Is your car sleek and sexy? Then you think you are too.
Is it solid and reliable? That’s your perception of yourself.
My new car is gray and a whole lot bigger than it ought to be. Apparently that’s the new me.
I recently traded in my trusty sedan for a state-of-the-art minivan. You can rest assured I did it kicking and screaming.
We’ve had minivans in my family before. They were always my wife’s car. If she wanted (or needed) to drive a mom-mobile, more power to her. I’d drive it when we went places as a family on weekends, but I always felt like I was driving someone else’s car. She, too, grew driver of minivan life, trading out for something smaller a few years ago.
My car was the size and shape of my younger years, compact and maneuverable through whatever headed its way.
Circumstances change, though. The daycare for the two youngest girls entrusted to our family is in Lima, not so far from where I work. Basic math said we couldn’t fit into my wife’s not-quite-minivan that “only” seated six, as there were now seven of us.
For a variety of reasons — including trade-in values, brand loyalty and a basic rejection of anything remaining that makes me still feel young — we decided to trade in my sedan for something, oh, about 2 feet longer. To add insult to injury, I had to make this purchase solo, while my wife stayed home with most of the kids.
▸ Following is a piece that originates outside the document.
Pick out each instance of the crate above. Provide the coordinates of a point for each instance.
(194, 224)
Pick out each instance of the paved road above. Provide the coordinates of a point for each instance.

I did bring my 9-year-old daughter, who overheard my conversation with my wife about what our maximum price on the purchase would be. She proceeded to blurt that number out to the salesman when I questioned how much he could bring down the price, and he asked what range we’d hoped to pay. Fun fact: Our original number was mighty close to the list price.
Fortunately, her bit of helping didn’t affect my negotiating too much, and now I’m the not-too-proud owner of my own minivan.
Oh sure, I could try to brag about its powerful traction, its front-wheel drive or its powerful V-6 engine. Anyone who gets inside knows it was more about the dual sliding doors, easily movable seats and the DVD viewer in the back.
I envision support group meetings with other dads who are recent buyers of minivans: “I bought it for the kids, but I’m afraid to let them inside since I know they’ll make a mess.”
The dads would all nod in agreement, I’m sure.
I suspect it’s time for my vehicle to better reflect who I am, though: A devoted dad who realizes a minivan is just a vehicle to get his precious cargo where it needs to be.